CBS and Turner Sports have locked in the rights to March Madness for another eight years, inking an extension with the NCAA that will keep the collegiate basketball tournament in the fold through 2032.
Per the terms of the new eight-year, $8.8 billion contract, CBS and Turner will continue to share the rights to carry the 67-game Men's Division I Basketball Championship, which is the most lucrative postseason sports franchise after only the NFL Playoffs and Super Bowl. According to Kantar Media estimates, March Madness has generated some $6.5 billion in ad sales revenue since CBS and Turner joined forces back in 2011.
The extension will preserve the alternating schedule established this year, wherein TBS airs the Final Four and National Championship Game in even-numbered years, while CBS gets the semifinals and title tilt during the odd years. The contract includes language that allows both media companies to carry March Madness games across any platform within their respective portfolios, including those that inevitably will be developed over the course of the next 16 years.
In addition to the broadcast elements covered by the extension, both media partners will continue to manage the NCAA's corporate marketing program. Turner will maintain its oversight of the March Madness Live app and streaming site as well as NCAA.com.
CBS and Turner's original college hoops deal was valued at $10.8 billion and was set to expire after the 2024 champs were crowned.
"Our partnership with CBS and the NCAA has exceeded all of our expectations, and this new long-term agreement continues to align Turner with one of the premier sports properties that generates unrivaled fan engagement for more than three weeks every year," Turner President David Levy said in a statement announcing the deal. CBS Sports Chairman Sean McManus echoed the sentiment, before adding that the broadcaster would continue to look to "maximize the value and exposure of this great event" across all CBS assets.
Prior to teaming up with Turner, CBS had held the exclusive rights to the tourney since 1982. Over the course of the 13-year span in which the bare-knuckles physicality of the Big East Conference gave way to Duke's improbable early-'90s run, CBS champiosnhip broadcasts topped the 20.0 household rating mark no fewer than 10 times.
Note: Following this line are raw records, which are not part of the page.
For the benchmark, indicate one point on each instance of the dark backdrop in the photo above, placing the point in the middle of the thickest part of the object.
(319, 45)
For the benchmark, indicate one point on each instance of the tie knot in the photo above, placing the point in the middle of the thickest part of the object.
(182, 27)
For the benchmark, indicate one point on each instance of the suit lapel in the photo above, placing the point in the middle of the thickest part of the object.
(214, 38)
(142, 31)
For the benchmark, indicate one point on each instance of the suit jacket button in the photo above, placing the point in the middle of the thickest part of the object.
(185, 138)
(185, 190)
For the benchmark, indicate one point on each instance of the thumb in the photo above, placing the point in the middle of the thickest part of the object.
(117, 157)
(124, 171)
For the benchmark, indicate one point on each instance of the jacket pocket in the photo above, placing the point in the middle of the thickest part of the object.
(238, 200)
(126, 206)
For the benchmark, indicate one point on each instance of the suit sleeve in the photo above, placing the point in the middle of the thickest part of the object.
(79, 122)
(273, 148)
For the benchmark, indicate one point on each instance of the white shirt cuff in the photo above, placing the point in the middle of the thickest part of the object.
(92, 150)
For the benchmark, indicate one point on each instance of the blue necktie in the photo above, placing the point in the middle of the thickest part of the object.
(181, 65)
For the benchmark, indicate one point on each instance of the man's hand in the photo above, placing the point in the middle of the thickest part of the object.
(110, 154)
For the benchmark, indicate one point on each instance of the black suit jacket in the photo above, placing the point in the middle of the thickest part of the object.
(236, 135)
TBS this season aired cable's first-ever National Championship Game, with fan-centric simulcasts for North Carolina and Villanova boosters set up on TNT and truTV, respectively. All told, 'Nova's electrifying last-second upset of the Heels delivered 17.8 million viewers and a 10.6 household rating, and while that was down a whopping 34% from the 16.0 rating served up by last year's Duke-Wisconsin game on CBS, that ACC-Big Ten showdown also happened to be the highest-rated final since UConn-Duke scared up a 17.2 rating back in 1999.
Despite the drop-off in deliveries, the Wildcats stunner managed to beat out a good deal of high-end sports broadcasts. That 10.6 household rating one-upped ESPN's presentation of the Orange Bowl (9.1) and Cotton Bowl (9.6), and edged Game 5 of the World Series on Fox (10.0).
That this year's championship game was unlikely to live up to the 2015 broadcast was as much a function of distribution incongruities as those tough year-over-year comps. Whereas CBS' linear TV network reaches some 116.4 million households, TBS' footprint is a bit narrower; per Nielsen estimates, the cable channel is available in 96.5 million homes, or nearly 20 million fewer than its network partner. Ratings guarantees were calibrated with all this in mind.
In any event, the final ratings were immaterial, as nearly all of the Championship Game ad buys were part of multi-game packages snapped up by clients who have multi-year deals in place with CBS and Turner. Media buyers confirmed that the networks were not on the hook for any makegoods.
Among the top sponsors in the April 5 title game were NCAA Corporate Champions (as the networks call them) AT&T, Capital One and Coca-Cola plus Corporate Partners Buick, Buffalo Wild Wings, Infiniti, Nationwide and Amazon Echo. Among the most visible unaffiliated backers were Burger King, which snapped up 13 spots in the final, Verizon (11) and State Farm (10).